Designing artificial enzymes to meet the increasing demand for industrial applications holds immense societal significance. However, despite successes in de novo enzyme design methodologies, artificial enzymes exhibit low catalytic efficiency compared to natural ones. In this thesis, we studied structural changes occurring during the evolution of a low-activity de novo Kemp eliminase HG3 (k_cat/K_M 146 M⁻¹s⁻¹). We observed a rigidification of catalytic residues, a better active site pre-organization and a wider active site entrance. Using backbone ensembles from ensemble refinement (ER) of crystallographic data of HG3, our ensemble-based enzyme design method allowed a high prediction accuracy of HG4, a highly efficient enzyme we engineered (k_cat/K_M 103,000 M⁻¹s⁻¹) containing key first and second-shell mutations found during evolution.
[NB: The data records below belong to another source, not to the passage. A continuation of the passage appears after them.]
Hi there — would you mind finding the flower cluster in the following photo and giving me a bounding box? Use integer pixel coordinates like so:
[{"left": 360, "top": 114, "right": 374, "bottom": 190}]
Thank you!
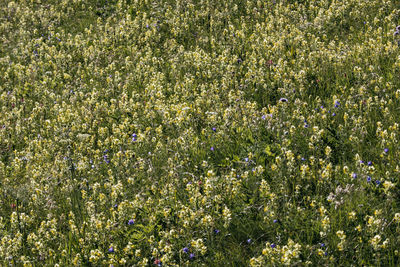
[{"left": 0, "top": 0, "right": 400, "bottom": 266}]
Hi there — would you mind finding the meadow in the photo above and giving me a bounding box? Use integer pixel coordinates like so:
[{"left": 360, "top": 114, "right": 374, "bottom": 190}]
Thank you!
[{"left": 0, "top": 0, "right": 400, "bottom": 266}]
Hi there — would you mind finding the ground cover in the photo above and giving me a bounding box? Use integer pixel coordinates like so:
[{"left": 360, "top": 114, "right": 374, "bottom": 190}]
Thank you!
[{"left": 0, "top": 0, "right": 400, "bottom": 266}]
Building upon these findings, we established a benchmark of our ensemble-based method using backbone ensembles from various methods obtained from a weakly active Kemp Eliminase, HG3. Our results showed that ensembles derived from PertMin, a method we previously developed, and ER accurately predicted the conformation of its optimized variant, HG4. This benchmark served as a guide for improving the catalytic efficiency of HG3 and KE70 (k_cat/K_M 57 M⁻¹ s⁻¹). Designed sequences displayed catalytic efficiency that improved by 100-250-fold, comparable to screening thousands of variants from rounds of directed evolution. Finally, we benchmarked our ensemble-based design method for predicting to stabilize the multiple transition states of the reaction catalyzed by BH32.12, an evolved variant of BH32 catalyzing the Morita-Baylis-Hillman reaction. Our research advances the field of enzyme design by combining evolutionary insights with computational approaches, leading to the creation of highly efficient artificial enzymes for various applications.